The seven films Josef von Sternberg and Marlene Dietrich made together are like intoxicating fleurs du mal : erotic, dark, witty, sublime, and modern. Together they honed Dietrich's complex, sultry and feline persona and brought a whiff of genuine Weimar decadence to mainstream Hollywood. After their personal and professional relationship imploded with The Devil is a Woman in 1935 Dietrich went on to work with major directors like Billy Wilder, Fritz Lang and Alfred Hitchcock and tour her acclaimed one-woman cabaret show around the world well into her 70s. For von Sternberg - who'd antagonised a lot of people in his 1930s heyday with his volatile tyrannical temperament - his post-Dietrich career was one long, humiliating decline.

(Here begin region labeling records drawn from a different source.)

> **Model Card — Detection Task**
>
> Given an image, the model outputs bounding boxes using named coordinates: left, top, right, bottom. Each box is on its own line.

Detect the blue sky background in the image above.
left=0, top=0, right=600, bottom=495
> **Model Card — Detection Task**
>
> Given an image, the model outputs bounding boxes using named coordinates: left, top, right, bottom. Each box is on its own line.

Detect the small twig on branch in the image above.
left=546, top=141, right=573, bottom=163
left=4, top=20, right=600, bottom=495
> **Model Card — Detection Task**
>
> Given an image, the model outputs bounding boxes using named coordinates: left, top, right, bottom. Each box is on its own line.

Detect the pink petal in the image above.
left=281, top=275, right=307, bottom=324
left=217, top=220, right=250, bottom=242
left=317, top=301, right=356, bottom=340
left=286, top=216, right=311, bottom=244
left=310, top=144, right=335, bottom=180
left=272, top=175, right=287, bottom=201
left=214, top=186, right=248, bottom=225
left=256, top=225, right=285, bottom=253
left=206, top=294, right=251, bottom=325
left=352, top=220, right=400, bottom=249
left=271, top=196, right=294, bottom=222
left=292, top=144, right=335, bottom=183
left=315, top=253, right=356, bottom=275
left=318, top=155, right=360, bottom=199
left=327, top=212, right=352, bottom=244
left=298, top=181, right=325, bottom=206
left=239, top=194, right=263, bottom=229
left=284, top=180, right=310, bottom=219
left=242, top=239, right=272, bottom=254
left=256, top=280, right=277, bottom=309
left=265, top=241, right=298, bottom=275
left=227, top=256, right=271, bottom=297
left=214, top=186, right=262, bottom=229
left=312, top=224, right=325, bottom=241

1941's Shanghai Gesture represents one of von Sternberg's last gasps before losing creative autonomy (During the filming of 1952's Macao , he'd be sacked midway through production and replaced by Nicholas Ray). A torrid and baroque study in vengeance and corruption, the film sees Von Sternberg re-visiting the locale of Shanghai Express , his 1932 triumph with Dietrich. Sir Guy Charteris (Walter Huston), a rich white industrialist with a murky past, is seeking to gentrify Shanghai (he calls it "the cesspool of the Far East"). When gorgon-like dragon lady Mother Gin Sling (Ona Munson) learns he intends to close her gambling den she starts plotting her revenge. Meanwhile, slumming rich girl Poppy (the exquisite Gene Tierney) becomes ensnared by the toxic allure of the casino ("It smells so incredibly evil ..."), addicted both to gambling and the heavy-lidded charms of Dr Omar (a torpid Victor Mature in a burnoose and fez).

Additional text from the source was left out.